You no longer have to visit the British Museum in London to see the Rosetta Stone in detail. Last week, the museum published the first 3D scan of the famous slab of hieroglyphics online at Sketchfab, where it’s accompanied by the website’s new sound support feature.
The Rosetta Stone is one the most important artifacts from ancient civilization but it wasn’t very important when it was first inscribed in 196 BC — one of many copies of a decree stating that a priest of a given temple supported King Ptolemy V for the sake of tax exemption. When these pagan temples were closed in the fifth century, knowledge of Egyptian hieroglyphics was lost, until the stone was discovered in 1799 and the scripts were deciphered two decades later.
Though discovered by Napoleon’s army, the Rosetta Stone eventually became property of the British after British troops defeated the French in Egypt in 1801. Still it was French scholar Jean-François Champollion who figured out that hieroglyphs recorded the sounds of the Egyptian language and thus opened the door for studying the language and culture more thoroughly. On September 27, 1822, over 20 years after the initial discovery of the Rosetta Stone, Champollion announced his discovery in a paper in Paris.
The Rosetta Stone arrived in England in February 1802 and was offered to the British Museum in July.

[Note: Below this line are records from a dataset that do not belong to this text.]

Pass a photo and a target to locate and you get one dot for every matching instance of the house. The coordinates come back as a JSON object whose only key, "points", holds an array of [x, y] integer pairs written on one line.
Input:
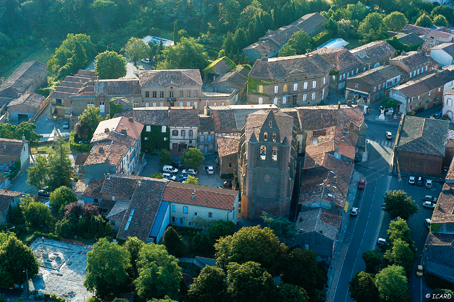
{"points": [[156, 131], [270, 44], [443, 54], [170, 88], [116, 148], [340, 143], [422, 93], [60, 99], [12, 151], [413, 64], [184, 125], [227, 147], [266, 164], [420, 145], [344, 64], [289, 81], [206, 134], [318, 230], [8, 200], [200, 206], [25, 107], [372, 85], [374, 54], [28, 77]]}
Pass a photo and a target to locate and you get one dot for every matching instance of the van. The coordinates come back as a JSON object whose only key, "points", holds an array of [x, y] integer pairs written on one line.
{"points": [[169, 169]]}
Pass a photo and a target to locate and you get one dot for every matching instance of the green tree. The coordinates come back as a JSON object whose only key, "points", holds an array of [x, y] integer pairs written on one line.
{"points": [[136, 49], [252, 244], [440, 20], [173, 242], [38, 172], [392, 284], [106, 268], [192, 158], [15, 258], [284, 229], [398, 204], [188, 54], [362, 288], [250, 282], [91, 117], [395, 21], [164, 157], [159, 273], [372, 28], [110, 65], [372, 259], [292, 293], [424, 21], [208, 286], [61, 197], [192, 180]]}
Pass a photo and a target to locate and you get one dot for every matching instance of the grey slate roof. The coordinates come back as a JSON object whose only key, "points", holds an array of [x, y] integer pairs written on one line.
{"points": [[423, 136]]}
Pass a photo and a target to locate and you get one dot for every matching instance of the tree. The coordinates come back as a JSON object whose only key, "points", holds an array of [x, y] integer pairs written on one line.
{"points": [[15, 258], [136, 49], [252, 244], [372, 259], [208, 286], [440, 20], [398, 204], [424, 21], [192, 180], [61, 197], [188, 54], [284, 229], [106, 268], [38, 172], [91, 117], [362, 288], [392, 284], [173, 242], [110, 65], [292, 293], [372, 28], [159, 273], [250, 282], [192, 158], [395, 21], [401, 255]]}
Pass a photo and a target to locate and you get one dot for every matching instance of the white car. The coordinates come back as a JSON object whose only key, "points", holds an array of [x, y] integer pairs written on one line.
{"points": [[169, 176]]}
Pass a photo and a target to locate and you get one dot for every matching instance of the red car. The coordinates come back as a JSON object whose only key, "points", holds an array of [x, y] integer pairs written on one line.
{"points": [[361, 184]]}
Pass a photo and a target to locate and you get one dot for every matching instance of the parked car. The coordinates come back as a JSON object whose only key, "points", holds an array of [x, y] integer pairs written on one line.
{"points": [[169, 169], [169, 176], [191, 172], [428, 204], [429, 198], [361, 184], [388, 135]]}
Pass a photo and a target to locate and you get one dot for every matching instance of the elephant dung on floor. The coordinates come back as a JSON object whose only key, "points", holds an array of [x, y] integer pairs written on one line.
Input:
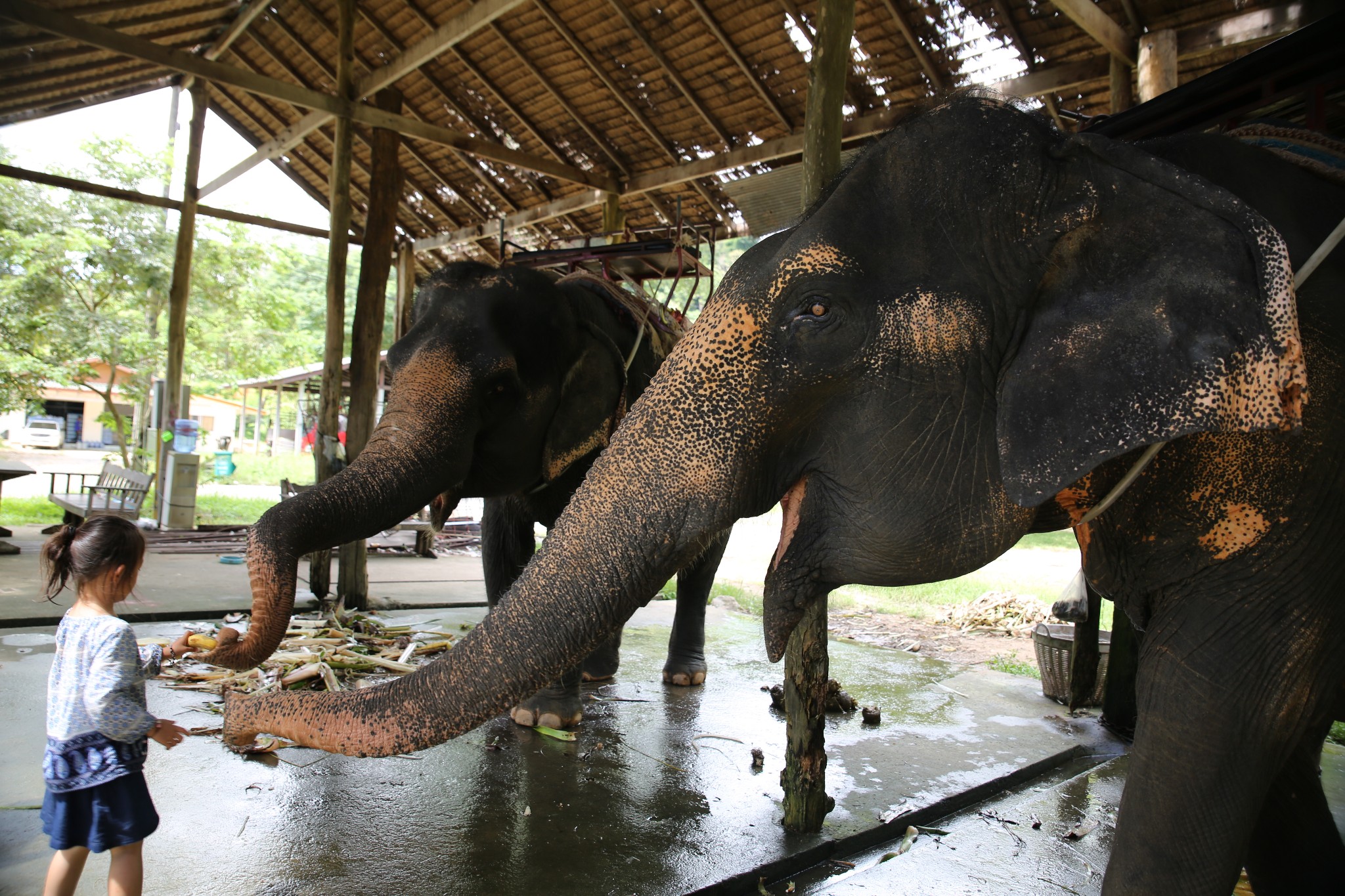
{"points": [[506, 387]]}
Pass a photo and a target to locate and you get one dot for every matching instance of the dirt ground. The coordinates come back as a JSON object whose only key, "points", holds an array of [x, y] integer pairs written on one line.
{"points": [[929, 639]]}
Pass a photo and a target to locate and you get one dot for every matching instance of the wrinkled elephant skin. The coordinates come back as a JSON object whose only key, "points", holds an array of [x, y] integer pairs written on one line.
{"points": [[973, 336]]}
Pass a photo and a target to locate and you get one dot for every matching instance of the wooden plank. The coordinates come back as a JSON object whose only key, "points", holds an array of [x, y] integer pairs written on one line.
{"points": [[1055, 79], [1101, 27], [326, 105], [903, 23], [767, 97]]}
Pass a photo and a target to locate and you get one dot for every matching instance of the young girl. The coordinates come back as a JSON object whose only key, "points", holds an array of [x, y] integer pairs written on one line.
{"points": [[97, 723]]}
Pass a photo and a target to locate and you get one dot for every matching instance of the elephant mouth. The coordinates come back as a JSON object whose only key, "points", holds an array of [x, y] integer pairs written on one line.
{"points": [[789, 585], [440, 507]]}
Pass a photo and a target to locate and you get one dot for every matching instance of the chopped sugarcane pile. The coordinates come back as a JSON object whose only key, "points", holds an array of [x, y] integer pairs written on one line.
{"points": [[1000, 613], [328, 652]]}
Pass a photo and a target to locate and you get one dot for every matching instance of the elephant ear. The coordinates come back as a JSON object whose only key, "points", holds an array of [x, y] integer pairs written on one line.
{"points": [[1166, 309], [592, 403]]}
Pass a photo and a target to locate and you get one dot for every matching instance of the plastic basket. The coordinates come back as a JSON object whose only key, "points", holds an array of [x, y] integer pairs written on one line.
{"points": [[1055, 644]]}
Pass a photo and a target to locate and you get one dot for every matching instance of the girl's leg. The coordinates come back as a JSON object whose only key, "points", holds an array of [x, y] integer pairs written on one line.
{"points": [[64, 871], [127, 874]]}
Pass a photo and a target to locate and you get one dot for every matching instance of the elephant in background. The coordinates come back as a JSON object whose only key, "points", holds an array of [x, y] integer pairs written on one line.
{"points": [[971, 336], [506, 387]]}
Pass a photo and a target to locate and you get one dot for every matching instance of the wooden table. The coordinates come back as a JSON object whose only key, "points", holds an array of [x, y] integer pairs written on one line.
{"points": [[10, 471]]}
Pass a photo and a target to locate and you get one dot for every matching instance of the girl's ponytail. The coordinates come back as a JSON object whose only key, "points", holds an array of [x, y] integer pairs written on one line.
{"points": [[89, 550]]}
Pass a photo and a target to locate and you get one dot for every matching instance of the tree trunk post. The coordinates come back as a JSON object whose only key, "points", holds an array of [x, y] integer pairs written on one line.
{"points": [[1084, 656], [1122, 89], [376, 261], [181, 284], [1157, 64], [803, 778]]}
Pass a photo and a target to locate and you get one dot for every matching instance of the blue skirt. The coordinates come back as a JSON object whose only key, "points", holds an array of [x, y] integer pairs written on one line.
{"points": [[115, 813]]}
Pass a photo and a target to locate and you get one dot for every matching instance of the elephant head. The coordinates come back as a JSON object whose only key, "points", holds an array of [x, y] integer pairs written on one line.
{"points": [[479, 405], [977, 314]]}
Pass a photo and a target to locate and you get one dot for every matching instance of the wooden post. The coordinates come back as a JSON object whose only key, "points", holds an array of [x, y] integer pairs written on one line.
{"points": [[1084, 656], [1122, 92], [803, 778], [405, 289], [376, 259], [181, 285], [327, 456], [1157, 64]]}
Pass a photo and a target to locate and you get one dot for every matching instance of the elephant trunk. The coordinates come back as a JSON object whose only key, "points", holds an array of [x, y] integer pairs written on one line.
{"points": [[646, 508], [420, 449]]}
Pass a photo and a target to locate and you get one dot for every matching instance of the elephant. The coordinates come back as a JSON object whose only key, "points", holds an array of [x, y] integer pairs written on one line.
{"points": [[974, 335], [505, 387]]}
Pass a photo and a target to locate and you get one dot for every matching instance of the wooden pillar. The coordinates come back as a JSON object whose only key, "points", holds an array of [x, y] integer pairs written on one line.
{"points": [[181, 285], [327, 454], [1157, 64], [803, 778], [376, 259], [1122, 91], [405, 289]]}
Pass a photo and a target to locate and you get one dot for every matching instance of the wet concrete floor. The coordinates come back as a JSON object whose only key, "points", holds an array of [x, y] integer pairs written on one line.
{"points": [[655, 797]]}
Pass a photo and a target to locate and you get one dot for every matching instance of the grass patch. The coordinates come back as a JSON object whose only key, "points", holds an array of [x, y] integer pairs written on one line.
{"points": [[259, 469], [1013, 666], [211, 509], [1337, 734]]}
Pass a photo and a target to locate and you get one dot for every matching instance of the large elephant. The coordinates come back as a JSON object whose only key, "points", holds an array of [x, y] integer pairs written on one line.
{"points": [[973, 336], [506, 387]]}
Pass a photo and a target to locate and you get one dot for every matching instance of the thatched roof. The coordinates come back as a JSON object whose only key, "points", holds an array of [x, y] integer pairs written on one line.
{"points": [[621, 88]]}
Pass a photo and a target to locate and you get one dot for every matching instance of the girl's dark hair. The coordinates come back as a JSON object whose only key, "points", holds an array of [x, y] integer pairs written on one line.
{"points": [[89, 550]]}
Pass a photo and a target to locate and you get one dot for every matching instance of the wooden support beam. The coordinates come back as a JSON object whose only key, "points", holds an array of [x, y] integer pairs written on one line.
{"points": [[670, 70], [326, 446], [326, 106], [903, 20], [1157, 64], [1101, 27], [803, 777], [366, 339], [767, 97], [162, 202], [179, 286]]}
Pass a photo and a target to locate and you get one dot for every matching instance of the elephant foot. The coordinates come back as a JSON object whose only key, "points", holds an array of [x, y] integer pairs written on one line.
{"points": [[685, 673], [550, 710]]}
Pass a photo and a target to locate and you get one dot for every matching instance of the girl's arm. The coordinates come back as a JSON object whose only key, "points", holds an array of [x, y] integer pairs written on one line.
{"points": [[109, 689]]}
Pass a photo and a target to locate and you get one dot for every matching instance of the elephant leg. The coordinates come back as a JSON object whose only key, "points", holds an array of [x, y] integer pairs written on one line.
{"points": [[1296, 848], [557, 706], [1224, 692], [686, 645], [508, 545], [604, 661]]}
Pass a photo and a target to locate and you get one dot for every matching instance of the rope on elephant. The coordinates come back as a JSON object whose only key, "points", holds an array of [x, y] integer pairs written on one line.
{"points": [[1305, 148], [649, 317]]}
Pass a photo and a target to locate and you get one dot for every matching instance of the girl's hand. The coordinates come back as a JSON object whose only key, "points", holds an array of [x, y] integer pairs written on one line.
{"points": [[169, 733], [179, 648]]}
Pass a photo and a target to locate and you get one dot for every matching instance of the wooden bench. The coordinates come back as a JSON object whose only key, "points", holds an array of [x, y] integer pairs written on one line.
{"points": [[118, 492]]}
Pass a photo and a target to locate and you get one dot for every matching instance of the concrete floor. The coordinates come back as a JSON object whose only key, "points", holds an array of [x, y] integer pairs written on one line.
{"points": [[655, 809]]}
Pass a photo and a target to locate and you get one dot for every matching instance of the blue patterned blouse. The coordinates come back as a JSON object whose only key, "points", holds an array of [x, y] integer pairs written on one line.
{"points": [[97, 723]]}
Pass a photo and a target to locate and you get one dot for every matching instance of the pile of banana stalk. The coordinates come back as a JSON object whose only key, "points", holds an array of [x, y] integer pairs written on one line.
{"points": [[331, 652]]}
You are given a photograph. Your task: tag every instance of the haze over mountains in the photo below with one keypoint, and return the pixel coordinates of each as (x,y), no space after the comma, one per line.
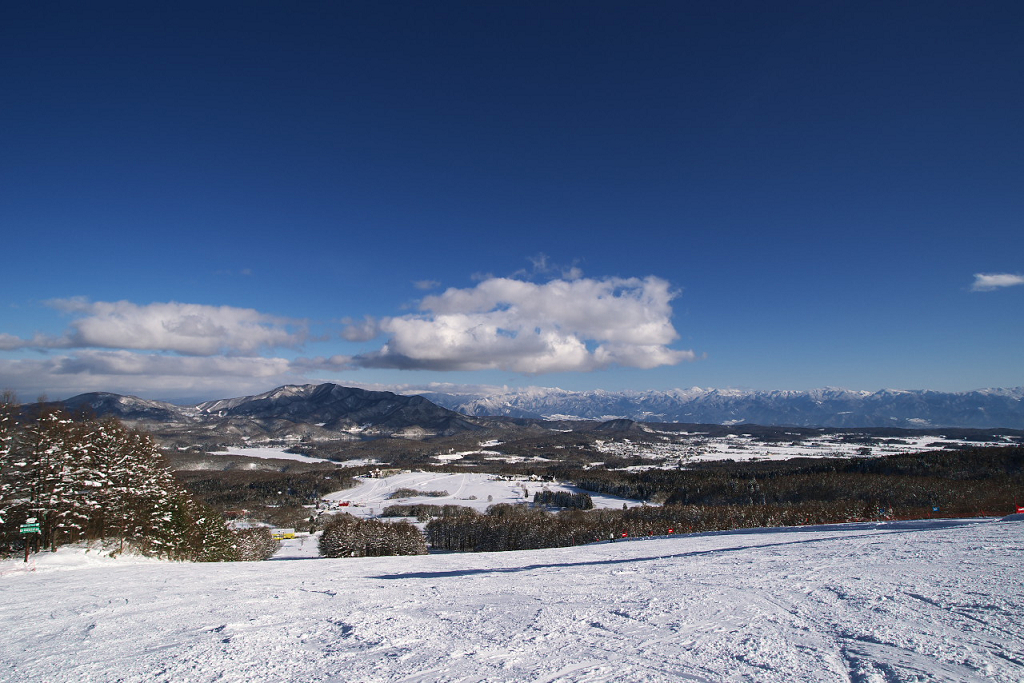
(333,408)
(818,408)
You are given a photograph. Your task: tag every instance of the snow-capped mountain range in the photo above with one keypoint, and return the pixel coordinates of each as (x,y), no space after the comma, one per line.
(818,408)
(333,407)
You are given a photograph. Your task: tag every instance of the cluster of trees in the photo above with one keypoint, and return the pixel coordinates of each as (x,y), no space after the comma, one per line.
(93,479)
(563,499)
(265,497)
(346,536)
(970,481)
(519,527)
(744,496)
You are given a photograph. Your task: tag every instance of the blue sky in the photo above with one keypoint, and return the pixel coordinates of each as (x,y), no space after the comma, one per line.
(214,199)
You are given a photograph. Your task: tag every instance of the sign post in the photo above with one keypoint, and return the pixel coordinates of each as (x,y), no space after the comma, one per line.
(26,528)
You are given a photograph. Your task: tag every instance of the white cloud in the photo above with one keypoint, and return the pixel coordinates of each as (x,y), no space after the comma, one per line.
(988,282)
(182,328)
(364,330)
(578,325)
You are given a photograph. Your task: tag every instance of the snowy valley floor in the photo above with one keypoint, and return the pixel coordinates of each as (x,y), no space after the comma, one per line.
(901,601)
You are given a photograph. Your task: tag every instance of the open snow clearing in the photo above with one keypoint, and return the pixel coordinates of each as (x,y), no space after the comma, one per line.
(934,600)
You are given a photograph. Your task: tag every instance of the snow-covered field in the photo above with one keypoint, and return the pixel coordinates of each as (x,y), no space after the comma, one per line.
(473,489)
(268,454)
(700,447)
(899,601)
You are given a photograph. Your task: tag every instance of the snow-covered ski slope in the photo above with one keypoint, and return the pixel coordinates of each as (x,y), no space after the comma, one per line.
(470,489)
(899,601)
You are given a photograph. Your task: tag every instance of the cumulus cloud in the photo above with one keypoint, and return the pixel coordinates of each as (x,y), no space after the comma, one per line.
(364,330)
(182,328)
(987,282)
(563,325)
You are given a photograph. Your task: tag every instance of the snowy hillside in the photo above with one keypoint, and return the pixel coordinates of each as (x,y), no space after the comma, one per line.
(817,408)
(900,601)
(474,491)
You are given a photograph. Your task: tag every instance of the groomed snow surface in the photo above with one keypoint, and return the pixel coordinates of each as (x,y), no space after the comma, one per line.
(871,602)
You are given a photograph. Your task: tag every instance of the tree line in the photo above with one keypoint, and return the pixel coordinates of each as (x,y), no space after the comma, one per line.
(97,479)
(975,482)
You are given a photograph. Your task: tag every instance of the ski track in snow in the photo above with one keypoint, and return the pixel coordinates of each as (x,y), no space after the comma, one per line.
(935,600)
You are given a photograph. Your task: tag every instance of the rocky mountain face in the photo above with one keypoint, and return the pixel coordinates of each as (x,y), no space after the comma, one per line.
(820,408)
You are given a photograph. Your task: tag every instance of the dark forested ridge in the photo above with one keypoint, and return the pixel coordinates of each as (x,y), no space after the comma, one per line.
(726,496)
(97,479)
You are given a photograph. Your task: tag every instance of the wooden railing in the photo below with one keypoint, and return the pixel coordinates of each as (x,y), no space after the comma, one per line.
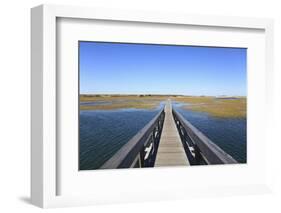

At the time, the floors in the museum weren’t strong enough to support the weight of the slab, until additional funds helped build a new gallery strictly for artifacts acquired from the campaign.
“This scan was part of our larger attempt to capture as many of our iconic pieces from the collection — and indeed the unseen in store objects — and make them available for people to view in 3D or in more tactile forms,” Daniel Pett, a British Museum adviser who helped make the scan, told Digital Trends.
The stone isn’t the only object that the British Museum has scanned for the public. The Jericho skull (a plastered human skull that dates to between 7,000 and 6,000 BC), the Jennings Dog (a large Roman sculpture), and a series of Japanese netsuke figurines have also been scanned and uploaded online.
“We have around eight million objects, not all will be suitable for 3D scanning, but we have managed to capture over 200 so far,” Pett added. To view all of the British Museum’s scan, head over to their Sketchfab page and have a look around.